Wie jeden verdammten Abend war für zwei Personen gedeckt. Manchmal kam es einem wirklich so vor, als gäbe es nicht mehr Mitglieder in ihrer Familie. Schweigend starrte Kuon das Geschirr auf dem viel zu langen Esszimmertisch an, ehe er sich abwandte und die Treppe zu seinem Zimmer bestieg. Dabei hörte er seine Mutter in der Küche mit jemanden telefonieren. Da sie wütend und aufgeregt klang, vermutete er, dass es sich um seinen Vater handelte.
 

Sein Vater.
 

Schnaubend ging er weiter. Als ob man diesen Mann wirklich als solchen bezeichnen konnte. Wann war er je hier? Wann kümmerte er sich denn um sie?
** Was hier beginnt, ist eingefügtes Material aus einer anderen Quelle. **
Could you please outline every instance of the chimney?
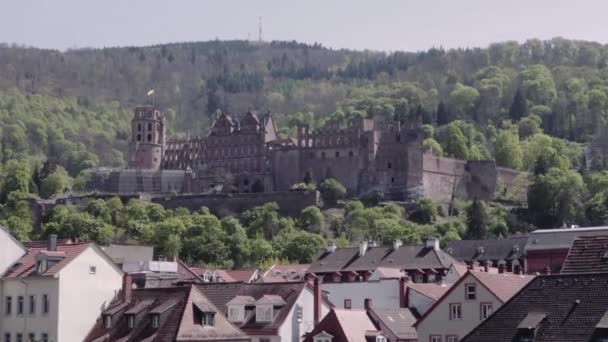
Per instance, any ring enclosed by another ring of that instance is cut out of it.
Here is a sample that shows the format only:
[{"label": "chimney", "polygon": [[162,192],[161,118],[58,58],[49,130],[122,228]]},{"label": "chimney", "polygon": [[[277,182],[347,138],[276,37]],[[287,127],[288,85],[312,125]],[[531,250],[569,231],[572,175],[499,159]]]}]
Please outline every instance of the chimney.
[{"label": "chimney", "polygon": [[131,301],[131,293],[133,292],[133,277],[130,273],[125,273],[122,277],[122,300],[125,303]]},{"label": "chimney", "polygon": [[372,299],[371,298],[365,298],[363,300],[363,306],[365,307],[365,310],[369,310],[372,308]]},{"label": "chimney", "polygon": [[335,242],[332,241],[332,242],[328,243],[327,244],[327,253],[333,253],[333,252],[335,252],[336,248],[338,248],[338,247],[336,246]]},{"label": "chimney", "polygon": [[362,257],[367,252],[367,241],[361,241],[359,243],[359,257]]},{"label": "chimney", "polygon": [[405,296],[405,291],[407,287],[405,286],[405,277],[401,277],[399,279],[399,307],[407,308],[407,297]]},{"label": "chimney", "polygon": [[313,285],[313,292],[314,292],[314,323],[315,323],[315,327],[319,324],[319,322],[321,321],[321,310],[323,308],[323,306],[321,305],[322,300],[323,300],[323,294],[321,293],[321,280],[319,280],[319,277],[315,277],[314,279],[314,285]]},{"label": "chimney", "polygon": [[401,240],[397,239],[395,241],[393,241],[393,250],[396,251],[399,249],[399,247],[401,247],[403,245],[403,242],[401,242]]},{"label": "chimney", "polygon": [[48,237],[47,250],[49,252],[57,251],[57,234],[50,234]]},{"label": "chimney", "polygon": [[439,239],[434,236],[430,236],[430,237],[426,238],[425,247],[432,248],[432,249],[438,251],[439,250]]}]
Wann dachte er auch nur einen Augenblick an sie? Es ging ihm nur um die Schauspielerei, seine Karriere, seinen Ruf. Früher mochte er einmal sein Held gewesen sein, aber inzwischen war er nur noch erbärmlich.

Er war wie alle anderen.
 

Gut, durch ihn wurden jeden Monat die Rechnungen bezahlt. Sie besaßen ein großes Haus in Beverly Hills, konnten sich alles kaufen, was sie wollten, fuhren die besten Autos und hatten jede menge Bekanntschaften unter der High Society von L.A. Aber was brachte einem das alles, wenn... wenn...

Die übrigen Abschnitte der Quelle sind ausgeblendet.